How to Replace Your Air Filter
A dusty filter can create many issues, like:
- Lower cooling
- Frosted refrigerant lines or evaporator coil
- Inconsistent cooling
- Larger utility costs
- Making your system wear out sooner
We propose changing flat filters once a month, and pleated filters every three months.
If you can’t remember when you last changed yours, turn off your unit completely and take out the filter. You can spot the filter in your furnace or air pump’s blower compartment. It may also be situated in a connected filter box or wall-mounted return air grille.
Tilt the filter up to your light fixture. If you can’t see through it, you certainly should get a new one.
5 Tips on Cleaning Your Cooling Equipment
Greenery, grass and bushes can block your condensing equipment. This can restrict its airflow, lower its energy efficiency and affect your comfort. Here’s a way you can get your system working well again.
- Shut off power fully at the breaker or outdoor device.
- Get rid of vegetation debris around the unit. Once you’ve gotten rid of all the clutter within a two-foot area, you can use a soft brush or vacuum to carefully remove dirt from the unit’s fins. Kinked fins can also affect performance, so you can attempt to straighten them with a blunt knife.

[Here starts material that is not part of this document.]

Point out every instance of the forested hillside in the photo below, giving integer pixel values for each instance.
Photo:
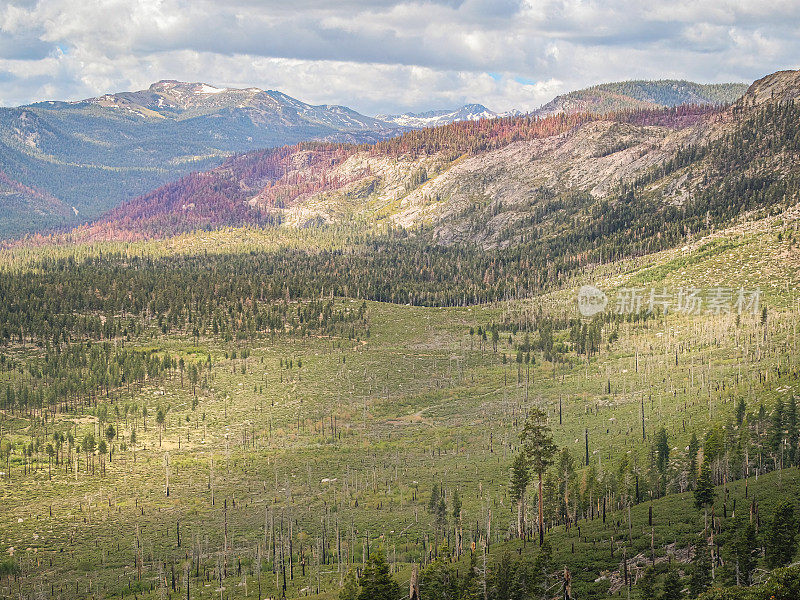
(626, 95)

- Lift off the upper part of your unit and take out any leaves or grass clippings that has built up. Then clean the condenser fan with a moist scrap cloth.
- Use a hose nozzle to carefully remove gunk off the fins from inside the equipment. Don’t get liquid on the fan motor.
- Replace the top and turn the power back on.
When air conditioning units don’t have adequate refrigerant, they’ll have to work much harder to remove heat and humidity from your residence.
Here are a couple of flags that your system is leaking refrigerant:
- It takes too long to lower the temperature in your rooms and you’re regularly decreasing the temperature on the thermostat.
- Air moving through the registers isn’t as cold as it should be.
- You’re experiencing hissing or burbling sounds when the air conditioning runs.
- Your evaporator coil is icy due to having trouble handling humidity.
Worried your system is leaking refrigerant? You need a licensed heating and cooling service expert to repair the leak and replenish the correct level of refrigerant in your unit. Contact us at 937-845-1111 for help.
3. AC Not Blowing Enough Air
When it feels like you’re not having adequate amounts of chilled air, there’s probably a clog or detachment somewhere in your AC unit.
- The beginning step is looking at your air filter. Replace it if it’s dirty.
- Then ensure the registers are clear throughout your house.
- If you’re still not getting enough chilly air, you should have your duct system inspected by a professional like Jent Mechanical LLC. Your ducts could need to be serviced or reconnected in limited space spots like your attic, basement or crawl space.